Well, a series of factors are always involved when you obtain certain results in our field. As far as this winery, Baglio di Cristo di Campobello, is concerned, we are dealing with a warm area but one with a certain altitude, therefore positive temperature swings from day to night, soils which are quite suitable for a quality viticulture (calcareous and chalky, undoubtedly of real importance for a white grape such as Grillo), and the close by Mediterranean Sea and the breezes which constantly blow through the vineyards. With these objective advantages, it is up to us to work as well as possible in the vineyard and cellar to best take advantage of what nature has given us.

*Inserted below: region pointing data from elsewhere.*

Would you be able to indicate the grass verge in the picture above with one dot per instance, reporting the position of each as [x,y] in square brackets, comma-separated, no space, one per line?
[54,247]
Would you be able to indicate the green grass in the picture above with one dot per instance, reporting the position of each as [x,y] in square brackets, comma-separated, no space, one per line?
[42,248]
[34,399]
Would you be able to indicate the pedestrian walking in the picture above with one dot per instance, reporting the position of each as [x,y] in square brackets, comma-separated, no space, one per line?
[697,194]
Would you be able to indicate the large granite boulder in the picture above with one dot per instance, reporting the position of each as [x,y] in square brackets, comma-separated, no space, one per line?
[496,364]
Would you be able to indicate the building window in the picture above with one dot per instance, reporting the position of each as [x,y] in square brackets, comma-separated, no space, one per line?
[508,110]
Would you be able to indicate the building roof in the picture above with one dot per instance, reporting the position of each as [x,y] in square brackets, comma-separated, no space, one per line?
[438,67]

Along with other colleagues with an important reputation, you have been working for a few years on Mount Etna. Even if it is a bit early, what are your thoughts about the wines and grapes which are worked in the zone?
I am more and more convinced that Etna is an island within the island, a place which is entirely different from the rest of Sicily. This we know as well from the local viticultural history: the wines produced on this mountain were regularly bottled in a period when this was an unusual phenomenon and there were, as well, houses with a certain continuity with the past, equally unusual in Sicily with the exception of producers of aperitifs, dessert wines, and fortified wines, a separate reality both as a category and geographically as well. The soil, formed as it was by a series of volcanic eruptions, is obviously quite different from the rest of Sicily, not to speak of other parts of Italy and the rest of the world as well.  And a large part of Etna’s most prestigious red wines are produced on north-facing slopes, in vineyards and parcels which reach altitudes as high as 2300, 2600, or even 2900 feet above sea level. Different is the least we can say!

Up until now, there have been only a few vintages produced, what have you learned about the fermentation and aging of these grapes?
I should use the singular in this case, until now I have only worked with Nerello Mascalese, which I consider the great grape variety of the zone, a choice the house and I shared, and accordingly I would prefer to avoid judgments about the other varieties cultivated in the Etna vineyards. I came to the area without the slightest experience either with the zone or with the grape, and so I will have to express my conclusions on the basis of these first few vintages, but I saw right off the bat that this is anything but a simple grape, that  ripeness levels must be pushed as far as possible before picking in order to achieve successful wines, Fortunately, the risks of over-ripeness are small in an area like this given the coolness of the climate at these altitudes in mid-October when Nerello Mascalese ripens. I also saw that the contact with the skins during fermentation is of critical importance, the risk of rough tannins is constantly lurking. The principal qualities of the wine I am trying to make on Etna are ample and complex aromas and an elegant texture from the firm but polished tannins of the variety. Forceful extraction techniques could compromise our efforts to obtain these qualities, therefore the maximum attention is essential. I might point out that those who have a mental image of Sicilian red wine as something which is warm, richly alcoholic, and deep in color will certainly not choose a red wine from Etna, which is distinguished by a noble austerity which characterizes many of the world’s great wines. But these are wines for connoisseurs, not for those looking for a wine with a powerful impact, wines which are looking to immediately impress.

A few overall conclusions?
Nothing at the moment, but given the progress of the last couple of decades, I think that we can be quite proud of the results  achieved and the objectives which have already been reached.